Por isso, até hoje, se exige o protocolo físico na sede da entidade para várias
demandas. A verdade é que ainda são ofertados os mesmos serviços criados 15
anos atrás. Na época da digitalização dos processos pela Justiça, esses
serviços eram suficientes, mas, hoje, não são mais. Você precisa conhecer seu
usuário, saber suas necessidades específicas e entregar produtos customizados
no formato mais acessível possível. Assim, ficará muito mais perceptível o
valor devolvido ao colega. Aliás, essas medidas abrem, inclusive, a possibilidade
de redução de gastos e, consequentemente, da anuidade cobrada. Muitos desses
projetos foram apresentados, mas ignorados.
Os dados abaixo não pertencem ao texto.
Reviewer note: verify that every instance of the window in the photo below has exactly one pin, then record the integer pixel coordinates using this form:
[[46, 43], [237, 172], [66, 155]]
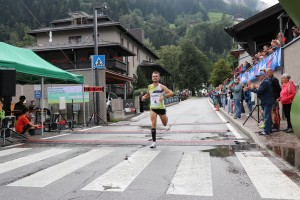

5) Há um crescimento da presença feminina na advocacia. O
que precisa ser aperfeiçoado para recebê-las em maior quantidade?
Marcello - O Conselho
Federal estabeleceu a paridade de presença feminina no Conselho. Isso
representou um avanço gigantesco, mas ainda não se reflete em políticas
concretas para reduzir as diferenças salariais e de ascensão profissional no
mercado. Cerca de 80% das colegas relatam já terem sofrido violência de gênero
no trabalho e 45,5% dizem que pensaram em desistir da profissão por isso. É
algo inadmissível. Então, a paridade apenas produzirá efeitos consistentes
quando houver uma política que assegure isonomia no mercado de trabalho. E isso
ainda não se tornou prioridade para a OABRJ.
Entrevista
concedida ao jornalista Sidney Rezende do jornal O Dia.